L’operazione principale è coordinata dai magistrati della capitale Ankara e prende di mira 467 persone accusate di aver truccato negli esami del 2009 per gli agenti di polizia, che permettevano l’accesso alla posizione di vice-commissario. Le domande sarebbero state rese note in anticipo per favorire l’infiltrazione tra i vertici della polizia di agenti legati a Gulen. Blitz per cercare di arrestare i sospetti sono in corso in 67 province. Altri raid vengono condotti in tutto il Paese, da Smirne sulla costa egea ad Adana su quella mediterranea. Tra i ricercati ci sono anche decine di militari tuttora in servizio.

Dal fallito putsch, decine di migliaia di persone sono state arrestate e oltre 140 mila licenziate o sospese dalle pubbliche amministrazioni nelle più grandi purghe della storia contemporanea della Turchia.

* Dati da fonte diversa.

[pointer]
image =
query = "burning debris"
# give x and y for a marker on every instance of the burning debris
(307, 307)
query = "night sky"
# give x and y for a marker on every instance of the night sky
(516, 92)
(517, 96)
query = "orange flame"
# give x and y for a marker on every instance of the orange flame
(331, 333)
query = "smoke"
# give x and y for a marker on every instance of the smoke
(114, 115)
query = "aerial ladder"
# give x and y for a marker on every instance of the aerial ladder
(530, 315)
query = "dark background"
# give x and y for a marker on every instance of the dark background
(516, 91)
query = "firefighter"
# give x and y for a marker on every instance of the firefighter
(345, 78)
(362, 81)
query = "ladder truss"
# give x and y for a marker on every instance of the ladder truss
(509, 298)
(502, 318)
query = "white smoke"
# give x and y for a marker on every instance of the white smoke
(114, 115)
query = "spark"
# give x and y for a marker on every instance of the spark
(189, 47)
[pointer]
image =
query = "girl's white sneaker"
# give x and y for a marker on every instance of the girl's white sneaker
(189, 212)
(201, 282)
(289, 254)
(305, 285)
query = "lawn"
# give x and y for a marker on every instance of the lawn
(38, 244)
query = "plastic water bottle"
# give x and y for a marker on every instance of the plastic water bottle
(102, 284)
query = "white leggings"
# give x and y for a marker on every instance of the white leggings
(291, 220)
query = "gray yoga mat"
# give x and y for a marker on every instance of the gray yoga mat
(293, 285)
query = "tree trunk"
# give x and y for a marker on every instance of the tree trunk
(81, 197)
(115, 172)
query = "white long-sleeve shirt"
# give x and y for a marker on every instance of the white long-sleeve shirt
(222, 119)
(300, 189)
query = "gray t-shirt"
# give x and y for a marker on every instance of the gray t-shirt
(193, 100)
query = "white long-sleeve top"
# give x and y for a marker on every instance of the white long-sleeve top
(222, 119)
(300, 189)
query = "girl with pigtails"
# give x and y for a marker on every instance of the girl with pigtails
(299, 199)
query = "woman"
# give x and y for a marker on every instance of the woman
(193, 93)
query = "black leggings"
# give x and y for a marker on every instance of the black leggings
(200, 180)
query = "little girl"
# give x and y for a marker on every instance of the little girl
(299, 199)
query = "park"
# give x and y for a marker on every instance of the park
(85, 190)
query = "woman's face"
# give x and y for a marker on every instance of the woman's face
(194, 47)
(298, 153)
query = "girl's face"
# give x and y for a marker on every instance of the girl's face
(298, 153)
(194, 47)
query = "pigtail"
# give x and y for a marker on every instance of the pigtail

Intanto oggi si tiene una nuova udienza a Istanbul nel processo contro alcune delle figure di maggior spicco delle proteste di Gezi Park del 2013. Secondo la requisitoria presentata al tribunale di Silivri, la procura chiederà l’ergastolo aggravato – una sorta di 41 bis – per il noto imprenditore e filantropo turco Osman Kavala, in detenzione preventiva da oltre due anni con l’accusa di aver tentato di rovesciare il governo di Recep Tayyip Erdogan finanziando le manifestazioni di piazza. L’accusa intende chiedere l’ergastolo anche per altri 2 dei 16 imputati complessivi tra accademici, giornalisti, artisti e imprenditori, mentre sei di loro rischiano pene tra 15 e 20 anni. Per gli altri sette, processati in contumacia, è stato chiesto lo stralcio della posizione. Il processo è fortemente criticato da ong internazionali come Amnesty International e Human Rights Watch. Si annunciano manifestazioni di protesta davanti al tribunale.

Nell’ultima udienza, venti giorni fa, il tribunale aveva respinto per la seconda volta la richiesta di rilascio di Kavala, unico detenuto tra gli imputati, la cui liberazione era stata sollecitata anche dalla Corte europea dei diritti umani. Erdogan lo ha più volte attaccato personalmente, sostenendo che avrebbe legami con il “noto ebreo ungherese Soros”. Pochi giorni fa è giunta invece l’assoluzione in un altro processo contro una dissidente di spicco, la scrittrice Asli Erdogan, che oggi vive in auto-esilio in Germania.